Whole Institution Approach – der ganzheitliche BNE-Ansatz
Ein prägender Mensch für Sie in Sachen Nachhaltigkeit ist Eva Reiners, mit der Sie im Vorstand der Kulturstiftung Norderstedt sitzen. Wie haben Sie sich kennengelernt?
Das war im Rahmen der Vorbereitungen der Landesgartenschau 2011, die 2006 begannen. Eva Reiners war für den Veranstaltungsbereich zuständig und hat uns bei einem Forschungsprojekt entscheidend unterstützt. Sie hat sich eigentlich schon immer mit dem Thema Nachhaltigkeit auseinandergesetzt und lebt das bis heute als stellvertretende Geschäftsführerin des Stadtparks. Damals hat sie für die Landesgartenschau ein umfangreiches Bildungsprogramm aufgebaut. Mich hat ihre Beharrlichkeit beeindruckt, an den Themen dranzubleiben – und der unbedingte Wille, es stets noch ein bisschen besser zu machen. Sie hat sich immer gefragt: Was wünschen sich die Menschen aus dem Bildungsbereich von uns? Wo sind ihre Bedarfe? Wie können wir sie unterstützen? Dabei ist sie ein unglaublich aufgeschlossener Mensch. Für mich ist das ein Schlüssel: Nicht darauf zu schauen, was uns Menschen voneinander trennt, sondern was uns verbindet. Diese Art zu denken hat Eva Reiners in ihrem Arbeitsleben perfektioniert.
Über Ina Streichert:
Ina Streichert engagiert sich seit 1999 bei der Stadt Norderstedt in verschiedenen Funktionen für das Thema nachhaltige Entwicklung. Heute arbeitet sie in der Stabsstelle Nachhaltiges Norderstedt der Stadtverwaltung. Als ehrenamtliches Vorstandsmitglied der Kulturstiftung Norderstedt denkt sie kulturelle Bildung und Bildung für nachhaltige Entwicklung zusammen.

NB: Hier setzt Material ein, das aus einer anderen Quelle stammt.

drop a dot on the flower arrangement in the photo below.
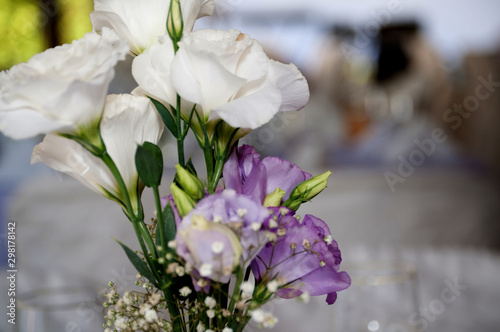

Was genau tut die Stabsstelle Nachhaltiges Norderstedt?
Zum einen wollen wir die Menschen in der Stadtverwaltung für das Thema sensibilisieren. Es gibt ja einige Dienstanweisungen, die im Sinne der Nachhaltigkeit formuliert sind. Doch wenn man diese nicht befolgt, passiert im Grunde nichts. Deshalb versuchen wir einen anderen Weg als den der Anweisungen oder gar Verbote zu gehen: Wir gehen auf die Menschen zu, die dem Thema wohlwollend gegenüberstehen und Lust haben, sich damit zu beschäftigen; die ihren Bereich daraufhin überprüfen wollen, ob Nachhaltigkeit dort eine Rolle spielen kann. Denen können wir dann bei kniffligen Fragen helfen und sie dabei unterstützen, Dinge auch umzusetzen. Für die einzelnen Themen wie Klimaschutz oder Biodiversität haben wir z. B. Expertinnen und Experten oder auch eine Umweltberatung, die etwa beim Thema nachhaltige Beschaffung helfen kann. Wenn ich in der Kaffeeküche von einer Kollegin gefragt werde: "Na, was macht die Nachhaltigkeit?", dann frag ich gerne zurück: "Und was machst du für die Nachhaltigkeit?" Ich möchte den Leuten vermitteln: Das ist nicht mein persönliches Privatthema, sondern geht uns alle an.
Und wenn es um das Thema Bildung für nachhaltige Entwicklung geht, fokussieren wir uns von der frühkindlichen Bildung über die schulische Bildung bis hin zur außerschulischen non-formalen Bildung. Ich bin davon überzeugt, dass wir damit langfristig den größten Effekt erzielen.
Die Bundesregierung veröffentlicht nationale Strategie zu Open Educational Resources
Was steckt hinter der "nun"-Zertifizierung, mit der sich Hamburg, Mecklenburg-Vorpommern, Schleswig-Holstein und Sachsen-Anhalt für Bildung für nachhaltige Entwicklung einsetzen?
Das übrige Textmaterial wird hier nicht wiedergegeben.